Martin Winckler, romancier, essayiste, traducteur et médecin francais. | Baltel/SIPA

Au moment de se lancer dans des études supérieures, l’auteur de La Maladie de Sachs (P.O.L, 1998) a longtemps hésité entre journalisme et médecine. Et si son père l’a contraint à embrasser comme lui la carrière de docteur, il a su devenir au fil des romans un chroniqueur avisé du milieu médical mais aussi des séries télévisées et de la société américaine. Exilé au Canada depuis 2009, il y a écrit trois polars « hospitaliers » et a publié, en octobre 2016, Les Brutes en blanc (Flammarion), un brûlot dans lequel il dénonce la maltraitance médicale.
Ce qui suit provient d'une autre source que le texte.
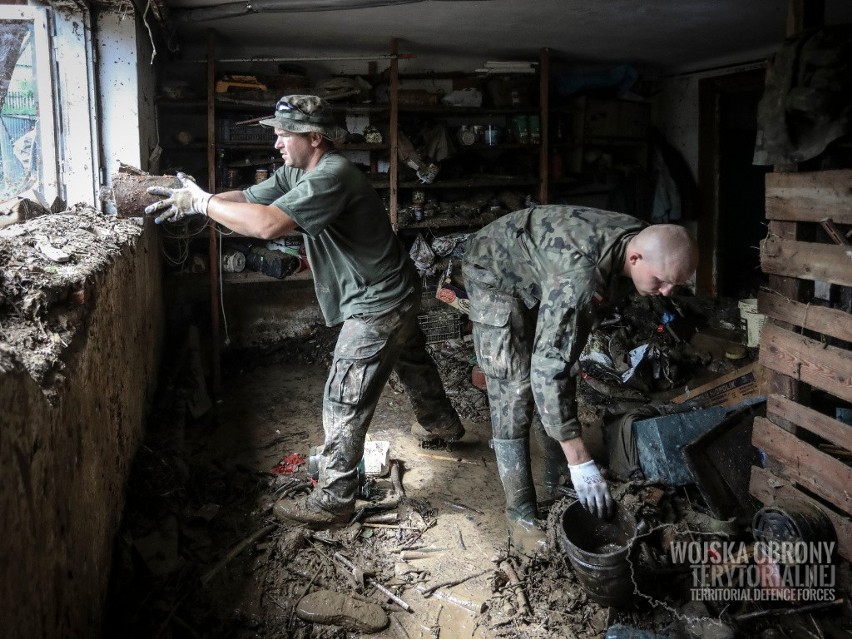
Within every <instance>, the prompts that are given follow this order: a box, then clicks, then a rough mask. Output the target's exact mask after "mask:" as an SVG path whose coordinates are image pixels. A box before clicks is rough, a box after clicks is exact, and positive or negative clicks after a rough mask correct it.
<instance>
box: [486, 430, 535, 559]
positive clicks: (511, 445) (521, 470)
mask: <svg viewBox="0 0 852 639" xmlns="http://www.w3.org/2000/svg"><path fill="white" fill-rule="evenodd" d="M491 447H492V448H493V449H494V455H495V457H496V458H497V472H498V473H500V481H501V482H502V484H503V491H504V492H505V493H506V523H507V525H508V529H509V536H510V537H511V539H512V545H514V546H515V548H516V549H517V550H518V551H519V552H521V553H523V554H525V555H534V554H535V553H537V552H542V551H544V549H545V543H546V542H545V534H544V531H543V530H542V529H541V528H539V526H538V524H537V523H536V502H535V486H533V481H532V473H531V472H530V448H529V439H527V438H526V437H522V438H520V439H492V440H491Z"/></svg>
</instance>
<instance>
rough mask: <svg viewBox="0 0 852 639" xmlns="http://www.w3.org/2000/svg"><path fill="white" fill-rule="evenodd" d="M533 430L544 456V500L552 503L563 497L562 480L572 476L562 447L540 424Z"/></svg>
mask: <svg viewBox="0 0 852 639" xmlns="http://www.w3.org/2000/svg"><path fill="white" fill-rule="evenodd" d="M533 430H534V431H535V438H536V441H537V442H538V446H539V448H540V449H541V455H542V459H541V461H542V466H543V476H542V484H543V485H544V494H543V495H542V500H543V501H545V502H552V501H555V500H556V499H558V498H559V497H560V496H561V494H560V493H559V486H561V485H562V478H563V477H566V478H567V477H569V476H570V471H569V470H568V461H567V460H566V459H565V453H564V452H563V451H562V446H560V445H559V442H558V441H556V440H555V439H553V437H551V436H550V435H548V434H547V433H545V432H544V428H543V427H542V426H541V424H538V427H537V428H534V429H533Z"/></svg>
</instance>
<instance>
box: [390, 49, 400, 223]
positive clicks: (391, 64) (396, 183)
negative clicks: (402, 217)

Quelle époque auriez-vous aimé connaître ?

Alger, novembre 1942, au ­moment du débarquement des Alliés en Algérie. Mon père et mes deux oncles ont participé à cet événement et n’en ont jamais parlé. C’est à la fois ­historique et, sur un plan personnel, familial, complètement mystérieux.

Une image de notre époque ?

Le World Trade Center en flammes. J’écrivais Légendes en feuilleton quotidien. Pendant quarante-huit heures, je n’ai rien pu faire. Et puis mon éditeur, Paul Otchakovsky-Laurens, m’a dit : « S’arrêter de travailler, c’est céder et donner raison à la terreur. » Depuis, je ne cède plus à la terreur.

Un son de notre époque ?

Le générique de la série Law & Order (New York District). De 1990 à 2010, elle a produit 450 épisodes qui constituent une chronique politique, judiciaire, sociale, culturelle et aussi militaire de l’Amérique.

Un film de notre époque ?

Interstellar, de Christopher ­Nolan. Une célébration de ­la recherche et de la curiosité, mais aussi de l’amour comme moteur du dépassement de soi. L’idée que ceux qui viendront demain nous aideront à dépasser nos difficultés d’aujourd’hui est bouleversante.

Une expression agaçante de notre époque ?

« Engouement ». Mot fourre-tout que beaucoup trop de journalistes utilisent pour ­parler de l’intérêt du « public » (autre mot fourre-tout) pour une chose ou une autre. Son emploi suggère qu’il s’agit d’un enthousiasme de courte durée, superficiel, injustifié. Je trouve ça paternaliste et méprisant.

Un personnage ?

Barack Obama. Je ne sais pas de quoi l’avenir est fait, mais je suis heureux d’avoir assisté à l’élection d’un homme noir à la Maison Blanche. Et quoi qu’on ait à lui reprocher, son successeur risque bien de montrer qu’il a été l’un des meilleurs présidents que les Etats-Unis aient connus.

Un bienfait de notre époque ?

Internet. Avant sa généralisation, le savoir était concentré et ­confisqué. A présent, il circule bien plus librement. ­Ça irrite beaucoup de gens – surtout ceux pour qui la ­confiscation du savoir était ­garante de leur autorité et de leur statut – et cette ­irritation montre à quel point ce médium d’échange est aussi révolutionnaire que le furent l’écriture puis l’imprimerie.

Le mal de l’époque ?

L’industrie pharmaceutique et son contrôle du marché de la santé. C’est le capitalisme dans ce qu’il a de plus abject : on vend des médicaments inutiles aux [pays] riches tandis que les [pays] pauvres crèvent de maladies curables – ou dont les premiers ne souffrent pas.

C’était mieux avant, quand…

Je ne crois pas que c’était « mieux avant ». Je n’ai pas de nostalgie pour les époques où on mourait de famine ou de dysenterie, où les femmes mouraient en couches, où tous les hommes pouvaient servir de chair à canon.

Ce sera mieux demain, quand…

Je ne sais pas. J’essaie de contribuer à ce que ce soit moins ­difficile aujourd’hui. Notre vie est courte. S’il y a quelque chose à faire, c’est ici et maintenant.